Gut microbiota is an essential mediator of health, and its imbalance might be followed by an alteration of microbiota functions with a negative impact on health. Research in the last 10 years has shed new light on the role of the gut microbiota in CD and the complex relation between its composition, genetic background, GFD, and the persistence of clinical symptoms. Although many critical issues remain to be defined, some aspects are now clear. (a) Gut microbiota participate and mediate the gluten related inflammation. (b) As of yet, there is not a definite microbial signature of disease, although some microbial alterations are consistently reported, both in biopsies and fecal samples (abundance of Bacteroides spp., a decrease in Bifidobacterium spp.). (c) Some alterations of gut microbial composition revert to normal, while others are sustained by a GFD, and might be in part responsible for the persistence of symptoms in this population. (d) Selected probiotics with clinical proven efficacy might be of help in controlling gluten-mediated inflammation and ameliorating clinical symptoms (Figure 1).

Figure 1

Mechanism of action of probiotics in controlling GI symptoms in celiac patients. Recent data have shown that patients with celiac disease (CD) have an altered gut microbiota (GM), (1) and that carrying the genetic predisposition (HLA-DQ-2 or DQ-8) may predispose individuals to a state of dysbiosis. (2) Patients with CD usually have GI symptoms (3) that can persist to a strict gluten-free diet (GFD); moreover, the alteration of GM can be one of the main causes of the persistence of GI symptoms. (4) CD requires that a patient follow a rigorous GFD (5) and a natural reduction in polysaccharide intake (fructans), which have prebiotic action, and constitute one of the main energy sources for commensals of the GM that might further worsen gut dysbiosis. (6) In turn, this reinforces the persistence of GI symptoms. (7). If we consider that most of the variables of this complex equation are fixed (genetic predisposition, CD, need for a GFD, the presence of GI symptoms), the only variable on which we can operate is the GM: therefore, the adoption of a probiotic supplementation that restores the imbalance in the GM of a celiac patient might be a reasonable therapeutic option.

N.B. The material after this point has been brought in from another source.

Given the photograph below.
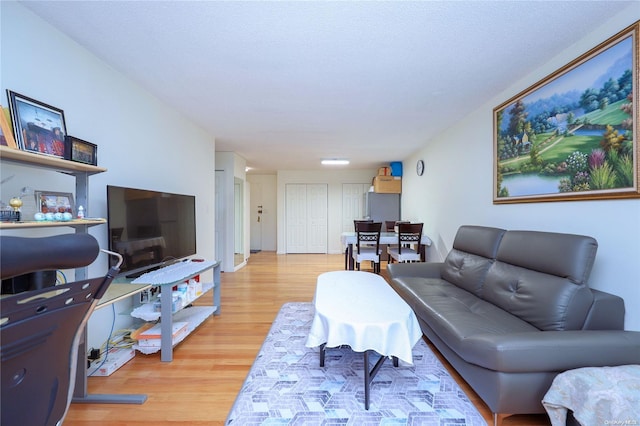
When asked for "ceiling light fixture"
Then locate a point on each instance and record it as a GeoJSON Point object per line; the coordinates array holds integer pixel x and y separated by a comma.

With the increasing prevalence of people that adopt the gluten-free regimen, it is mandatory to define the intimate link between gut microbiota and gluten-related disorders in order to explore new possible avenues to offer a valid dietetic counseling to this expanding population and possibly in the future to identify new strategies for prevention and treatment.